Note that the matrix may contain entries for residue types not used by STRUPRO (e.g., "X", "B", "Z", "*"); the program will ignore these.


5.5 Cut-off distance and frameshifts

You are to provide a cut-off distance (in Å) for CA atoms of different molecules to be considered equivalent. If this number is very high, frameshifts may occur in the structural alignments, although the program can be instructed to try and correct for these. Another cut-off distance determines how bits of equivalent structure are extended at their ends.

      
 ----- EXAMPLE ----- EXAMPLE ----- EXAMPLE ----- EXAMPLE ----- EXAMPLE -----
 Equivalent CA distance ? (   5.000)
 Equivalent CA distance : (   5.000)

Extension CA distance ? ( 8.000) Extension CA distance : ( 8.000)

Try to correct frame-shifts (Y/N) ? (Y) Try to correct frame-shifts (Y/N) : (Y) ----- EXAMPLE ----- EXAMPLE ----- EXAMPLE ----- EXAMPLE ----- EXAMPLE -----


5.6 Minimum fragment length

Only structurally conserved, sequential stretches of a certain minimum length will be used in the profile (they must be at least 3 residues for the RMSD calculations to work).

      
 ----- EXAMPLE ----- EXAMPLE ----- EXAMPLE ----- EXAMPLE ----- EXAMPLE -----
 Min fragment length ? (       5)
 Min fragment length : (       5)
 ----- EXAMPLE ----- EXAMPLE ----- EXAMPLE ----- EXAMPLE ----- EXAMPLE -----
   


5.7 Sequence weighting

Appropriate weighting of the various structures/sequences is important to minimise bias in the profile (e.g., five different structures of the same human protein and only one of an insect form of the protein will bias the profile towards human sequences). The following weights can be used:

- uniform weights, i.e. all weights equal; this is not advisable

- rms(rmsd) weights, i.e. based on the structural variation; this is probably not very useful since it may be determined to a certain extent by practices of the crystallographer ;-)
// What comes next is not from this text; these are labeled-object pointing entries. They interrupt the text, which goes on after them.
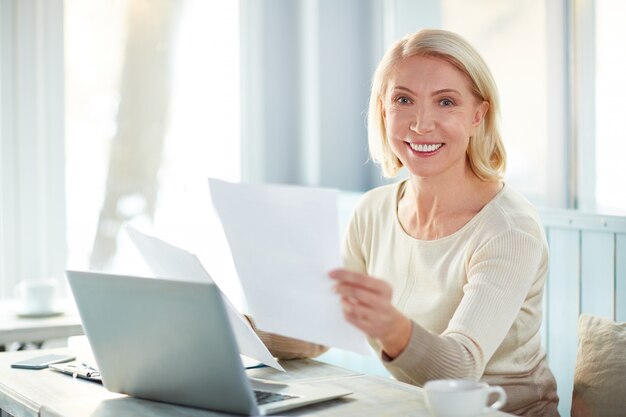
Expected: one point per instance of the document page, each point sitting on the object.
(284, 240)
(168, 261)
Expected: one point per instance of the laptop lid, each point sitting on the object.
(171, 341)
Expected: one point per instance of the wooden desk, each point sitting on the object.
(46, 393)
(17, 329)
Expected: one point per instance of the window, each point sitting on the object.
(610, 89)
(152, 110)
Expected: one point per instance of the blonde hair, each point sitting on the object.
(486, 153)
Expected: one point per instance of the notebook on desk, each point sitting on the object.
(171, 341)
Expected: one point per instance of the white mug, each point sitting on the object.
(36, 296)
(461, 398)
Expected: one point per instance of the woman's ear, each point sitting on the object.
(479, 114)
(383, 110)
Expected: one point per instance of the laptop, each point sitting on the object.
(171, 341)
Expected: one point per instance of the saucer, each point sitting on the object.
(31, 314)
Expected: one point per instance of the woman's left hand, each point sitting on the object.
(366, 303)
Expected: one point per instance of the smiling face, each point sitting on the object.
(430, 113)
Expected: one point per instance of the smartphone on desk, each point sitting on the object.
(41, 362)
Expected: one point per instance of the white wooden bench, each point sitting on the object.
(587, 275)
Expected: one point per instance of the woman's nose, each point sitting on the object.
(422, 122)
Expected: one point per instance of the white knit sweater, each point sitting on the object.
(475, 296)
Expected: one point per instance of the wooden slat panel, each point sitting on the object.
(620, 277)
(597, 274)
(563, 310)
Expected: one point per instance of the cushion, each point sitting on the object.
(600, 373)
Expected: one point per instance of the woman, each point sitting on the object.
(444, 271)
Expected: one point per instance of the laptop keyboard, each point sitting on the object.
(266, 397)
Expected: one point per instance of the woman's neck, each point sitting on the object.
(430, 209)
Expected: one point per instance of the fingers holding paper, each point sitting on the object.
(366, 303)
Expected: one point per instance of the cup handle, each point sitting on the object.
(501, 397)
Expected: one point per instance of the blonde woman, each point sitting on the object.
(444, 271)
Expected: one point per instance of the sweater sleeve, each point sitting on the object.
(498, 280)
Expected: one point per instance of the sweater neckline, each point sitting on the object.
(400, 187)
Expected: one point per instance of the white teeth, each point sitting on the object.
(419, 147)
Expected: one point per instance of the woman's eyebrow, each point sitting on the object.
(446, 91)
(399, 87)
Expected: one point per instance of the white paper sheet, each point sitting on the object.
(168, 261)
(284, 240)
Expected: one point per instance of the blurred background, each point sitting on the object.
(118, 110)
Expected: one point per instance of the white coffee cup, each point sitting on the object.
(461, 398)
(36, 296)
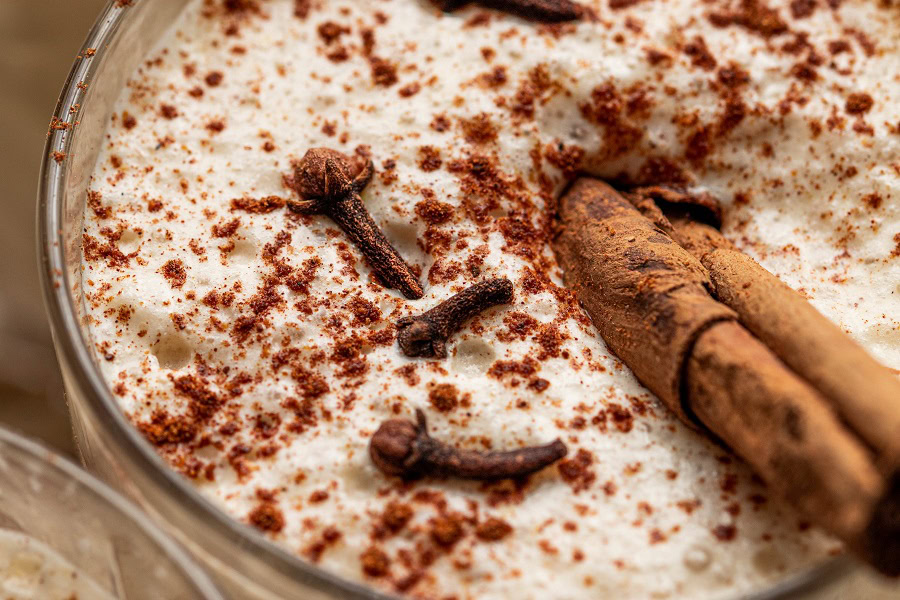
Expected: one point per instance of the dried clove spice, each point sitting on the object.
(330, 183)
(548, 11)
(403, 448)
(426, 335)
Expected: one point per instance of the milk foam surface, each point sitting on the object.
(474, 124)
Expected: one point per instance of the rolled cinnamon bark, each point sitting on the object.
(864, 393)
(646, 294)
(648, 298)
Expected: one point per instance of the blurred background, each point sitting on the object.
(38, 42)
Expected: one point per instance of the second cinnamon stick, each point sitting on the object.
(865, 393)
(650, 300)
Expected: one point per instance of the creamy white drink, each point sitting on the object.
(254, 347)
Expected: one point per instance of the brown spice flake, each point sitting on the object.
(429, 158)
(493, 530)
(267, 517)
(175, 272)
(258, 206)
(859, 103)
(444, 397)
(375, 562)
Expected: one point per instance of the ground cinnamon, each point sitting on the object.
(650, 300)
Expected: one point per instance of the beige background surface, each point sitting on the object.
(38, 42)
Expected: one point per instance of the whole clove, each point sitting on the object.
(403, 448)
(330, 183)
(548, 11)
(426, 335)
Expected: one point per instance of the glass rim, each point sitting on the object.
(47, 458)
(72, 348)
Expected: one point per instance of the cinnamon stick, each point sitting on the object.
(864, 393)
(649, 299)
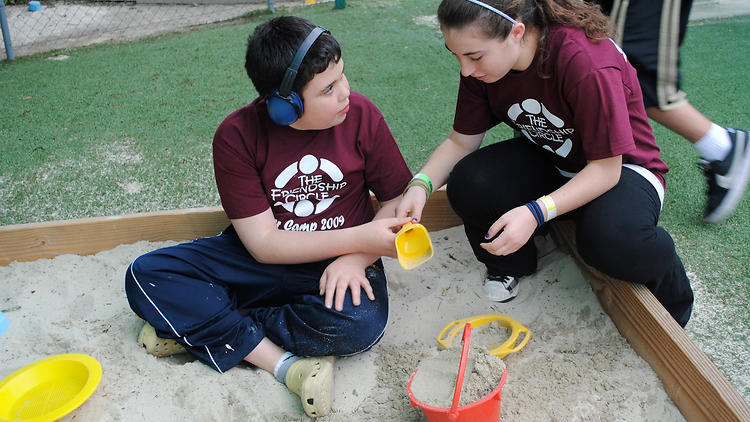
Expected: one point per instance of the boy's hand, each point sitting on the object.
(379, 236)
(412, 204)
(517, 226)
(346, 272)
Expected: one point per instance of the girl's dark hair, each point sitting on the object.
(539, 13)
(272, 46)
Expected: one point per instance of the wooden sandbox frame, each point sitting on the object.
(699, 390)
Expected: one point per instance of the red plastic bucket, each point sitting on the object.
(487, 409)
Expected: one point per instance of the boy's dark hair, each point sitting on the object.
(272, 46)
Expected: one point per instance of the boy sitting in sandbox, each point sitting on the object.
(281, 287)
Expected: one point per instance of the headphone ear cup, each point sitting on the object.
(284, 110)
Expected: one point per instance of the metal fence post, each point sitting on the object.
(6, 32)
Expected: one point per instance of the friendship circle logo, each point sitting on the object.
(538, 117)
(312, 197)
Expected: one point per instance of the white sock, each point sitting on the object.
(715, 144)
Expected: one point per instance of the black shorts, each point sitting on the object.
(651, 33)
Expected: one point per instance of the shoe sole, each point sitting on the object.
(315, 391)
(736, 190)
(156, 345)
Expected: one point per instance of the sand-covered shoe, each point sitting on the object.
(312, 380)
(157, 346)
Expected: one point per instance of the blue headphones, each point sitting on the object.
(285, 105)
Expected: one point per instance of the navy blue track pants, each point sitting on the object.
(616, 233)
(213, 297)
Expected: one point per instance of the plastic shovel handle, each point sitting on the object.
(461, 370)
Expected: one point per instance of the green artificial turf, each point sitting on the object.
(125, 128)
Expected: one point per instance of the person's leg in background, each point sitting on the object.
(617, 234)
(651, 34)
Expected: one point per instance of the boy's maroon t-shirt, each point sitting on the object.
(587, 107)
(311, 179)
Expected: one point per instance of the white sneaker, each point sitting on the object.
(501, 288)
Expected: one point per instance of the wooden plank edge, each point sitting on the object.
(28, 242)
(698, 388)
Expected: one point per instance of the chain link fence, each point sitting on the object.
(64, 24)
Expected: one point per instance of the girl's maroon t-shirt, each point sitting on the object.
(588, 105)
(311, 179)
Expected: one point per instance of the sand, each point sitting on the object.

- sequence distance weights, as defined by Sibbald and Argos; this is probably the most sensible choice (in this implementation, the number of "Monte Carlo" cycles executed lies between 100,000 and 1,000,000, or fewer if the weights converge to within 1%)

      
 ----- EXAMPLE ----- EXAMPLE ----- EXAMPLE ----- EXAMPLE ----- EXAMPLE -----
 Sequences may be weighted:
 U = uniform weights
 R = rms(rmsd) weights
 S = sequence distance weights
 Weighting scheme ? (S)
 Weighting scheme : (S)
 ----- EXAMPLE ----- EXAMPLE ----- EXAMPLE ----- EXAMPLE ----- EXAMPLE -----
   


5.8 PDB and profile files

Provide the name of the PDB file which contains ALL molecules. Note that the molecules must have been superimposed previously (e.g., with O or LSQMAN; LSQMAN contains a BRute_force command to find structural alignments "ab initio"). Any two subsequent molecules in the file must have different chain identifiers. However, not all identifiers have to be unique (which would otherwise limit you to a maximum of 26 molecules), e.g. you could alternate chain identifiers A and B. Note that the program *ONLY* reads the CA atoms, so you can make your files considerably smaller by only including these (e.g.: grep ^ATOM myfile.pdb | grep ' CA ' > new.pdb).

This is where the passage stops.